Inderjeet Singh headshot

#PolicyProfile: Inderjeet Singh MPP '23

Apr 28 2023
By Brittany N. Murray
Source Princeton School of Public and International Affairs

“My father was the first literate person in the family, and when I went to college in Delhi, that was still uncommon in our family at that time. My grandparents migrated to India from Pakistan. They were landless laborers, tending somebody else's fields and struggling for their meals every day. But they understood that education could bring career advancement and prosperity.

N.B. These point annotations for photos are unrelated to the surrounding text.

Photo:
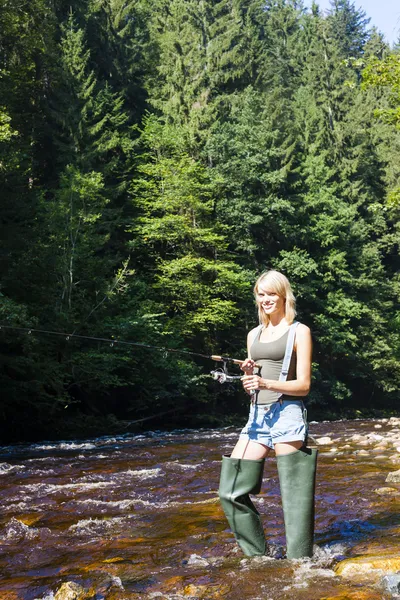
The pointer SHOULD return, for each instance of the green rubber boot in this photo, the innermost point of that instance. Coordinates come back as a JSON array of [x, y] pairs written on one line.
[[297, 480], [239, 478]]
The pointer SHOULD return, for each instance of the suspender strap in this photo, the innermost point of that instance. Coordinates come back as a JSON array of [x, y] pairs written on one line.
[[254, 337], [288, 353]]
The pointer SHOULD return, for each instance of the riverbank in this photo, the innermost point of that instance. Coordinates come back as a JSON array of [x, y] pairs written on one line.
[[137, 517]]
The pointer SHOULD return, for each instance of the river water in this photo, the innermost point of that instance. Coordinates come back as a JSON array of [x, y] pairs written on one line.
[[136, 516]]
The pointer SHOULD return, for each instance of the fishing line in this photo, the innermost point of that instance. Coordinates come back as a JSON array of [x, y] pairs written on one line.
[[114, 342]]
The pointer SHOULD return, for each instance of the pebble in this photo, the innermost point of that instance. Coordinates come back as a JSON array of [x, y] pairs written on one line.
[[72, 591], [391, 583], [198, 561], [385, 491], [393, 477], [324, 441], [367, 568]]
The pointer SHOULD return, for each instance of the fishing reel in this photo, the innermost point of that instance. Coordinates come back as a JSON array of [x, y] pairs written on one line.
[[222, 376]]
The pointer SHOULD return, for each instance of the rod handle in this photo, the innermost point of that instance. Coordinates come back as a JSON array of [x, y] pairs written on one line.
[[236, 361]]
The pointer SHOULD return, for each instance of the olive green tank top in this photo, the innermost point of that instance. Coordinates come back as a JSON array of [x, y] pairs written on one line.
[[270, 356]]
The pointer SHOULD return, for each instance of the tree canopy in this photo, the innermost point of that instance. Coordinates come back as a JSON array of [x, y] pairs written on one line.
[[155, 158]]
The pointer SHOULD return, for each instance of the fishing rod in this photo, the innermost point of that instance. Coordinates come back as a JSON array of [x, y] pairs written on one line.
[[220, 375]]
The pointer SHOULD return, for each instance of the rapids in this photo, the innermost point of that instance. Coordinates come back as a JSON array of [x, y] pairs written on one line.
[[136, 517]]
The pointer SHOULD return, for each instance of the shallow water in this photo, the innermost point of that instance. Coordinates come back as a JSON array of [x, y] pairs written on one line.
[[137, 517]]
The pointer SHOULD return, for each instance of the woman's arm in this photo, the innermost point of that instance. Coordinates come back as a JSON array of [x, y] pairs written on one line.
[[297, 387]]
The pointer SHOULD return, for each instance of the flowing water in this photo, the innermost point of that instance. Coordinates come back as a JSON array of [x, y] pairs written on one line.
[[136, 516]]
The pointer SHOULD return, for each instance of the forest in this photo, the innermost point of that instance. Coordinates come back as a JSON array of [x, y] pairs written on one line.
[[155, 157]]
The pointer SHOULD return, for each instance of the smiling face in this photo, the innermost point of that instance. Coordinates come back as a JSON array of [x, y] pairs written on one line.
[[269, 301], [274, 298]]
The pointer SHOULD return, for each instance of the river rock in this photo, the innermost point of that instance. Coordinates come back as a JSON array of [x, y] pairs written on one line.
[[324, 441], [197, 561], [393, 477], [391, 583], [72, 591], [368, 568], [385, 491], [205, 592]]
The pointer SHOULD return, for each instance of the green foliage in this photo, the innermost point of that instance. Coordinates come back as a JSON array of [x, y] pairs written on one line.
[[155, 157]]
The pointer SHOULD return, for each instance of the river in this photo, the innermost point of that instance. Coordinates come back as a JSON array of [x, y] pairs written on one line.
[[136, 516]]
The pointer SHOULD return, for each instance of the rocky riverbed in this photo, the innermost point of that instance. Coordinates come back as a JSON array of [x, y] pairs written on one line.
[[137, 517]]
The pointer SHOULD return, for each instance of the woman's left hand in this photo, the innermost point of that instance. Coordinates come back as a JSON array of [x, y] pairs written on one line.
[[253, 382]]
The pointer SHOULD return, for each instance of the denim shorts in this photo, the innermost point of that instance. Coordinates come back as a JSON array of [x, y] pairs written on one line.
[[271, 424]]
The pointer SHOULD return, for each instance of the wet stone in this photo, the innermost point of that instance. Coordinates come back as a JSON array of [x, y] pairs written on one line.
[[386, 490], [72, 591], [393, 477], [324, 441], [391, 583], [368, 568]]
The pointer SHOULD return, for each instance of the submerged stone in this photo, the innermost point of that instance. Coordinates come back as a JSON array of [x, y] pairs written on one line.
[[391, 583], [368, 568], [72, 591], [393, 477], [384, 491], [324, 441]]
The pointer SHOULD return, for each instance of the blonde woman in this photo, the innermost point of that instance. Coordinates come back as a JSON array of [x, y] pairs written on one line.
[[277, 421]]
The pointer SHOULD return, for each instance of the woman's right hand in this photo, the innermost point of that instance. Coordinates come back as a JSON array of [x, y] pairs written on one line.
[[248, 366]]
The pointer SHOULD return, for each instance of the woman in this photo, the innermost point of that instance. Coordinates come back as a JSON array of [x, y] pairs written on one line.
[[282, 348]]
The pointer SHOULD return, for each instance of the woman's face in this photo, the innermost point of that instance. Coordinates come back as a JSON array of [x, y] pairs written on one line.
[[269, 301]]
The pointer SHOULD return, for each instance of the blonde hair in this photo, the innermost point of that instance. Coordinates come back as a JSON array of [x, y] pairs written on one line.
[[278, 283]]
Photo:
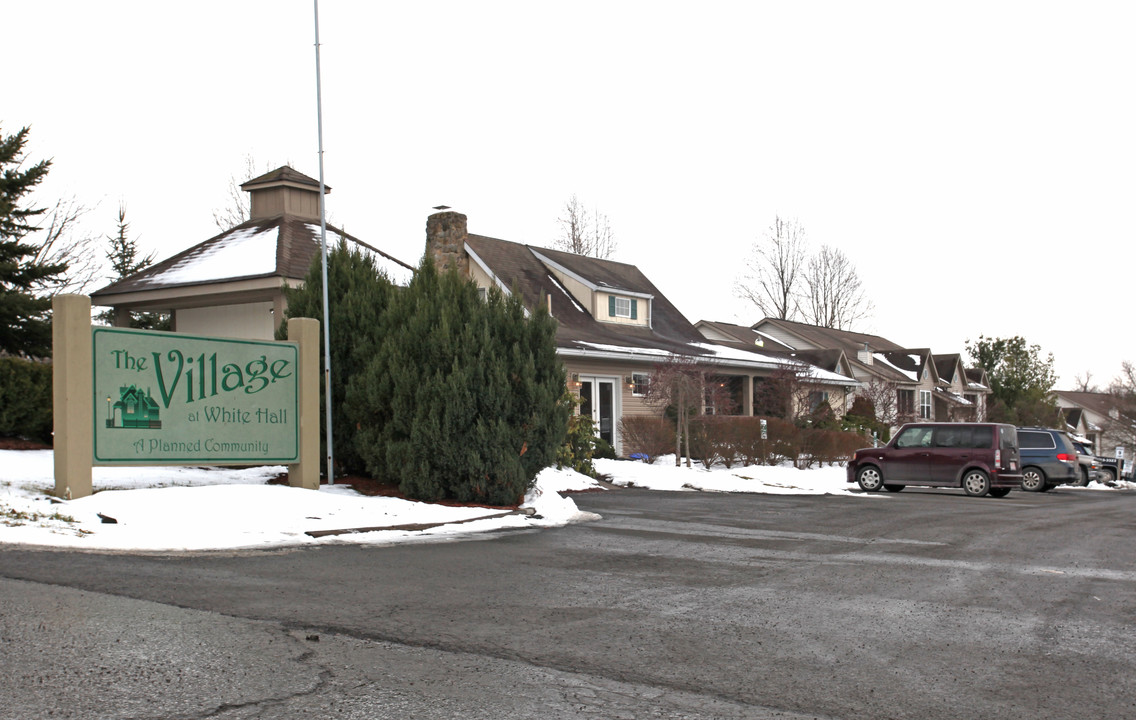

After high school, I went to Delhi to pursue engineering and was exposed to many things that a small-town boy would not have been — debating and interacting with people from different parts of India or from abroad. That was when I started thinking more about my career, as well as how I could contribute to society at large."
Inderjeet Singh MPP ’23

I began working for the Indian Administrative Service in 2010 and have worked in various parts of the state of Rajasthan. My role as a district magistrate is to ensure welfare programs, providing people with food, clothing, and housing. I've worked in that position around 10 years, which is highly demanding, but, at the same time, highly satisfying. I’m very passionate about women's empowerment, and within that, I’ve focused on three things: education, health, and livelihoods. Working with tribal women in a very remote district in Rajasthan, we started a women’s empowerment program in which we made sure that technology and women came together. That campaign went on to prove — not to the state but to the government of India at large — that women had the capacity and the talent to take that initiative forward. This went on to win the Prime Minister's Award, and the same model was replicated across India. I follow the dictum given by Mahatma Gandhi to be the change that you wish to see in the world. If I wish that people like my grandparents should have the best in their lives, it is people like us at the small or medium level who will have to start. That’s what ultimately brought me to SPIA — to challenge my thinking and challenge my views. I want to get back to my public service with renewed vigor.”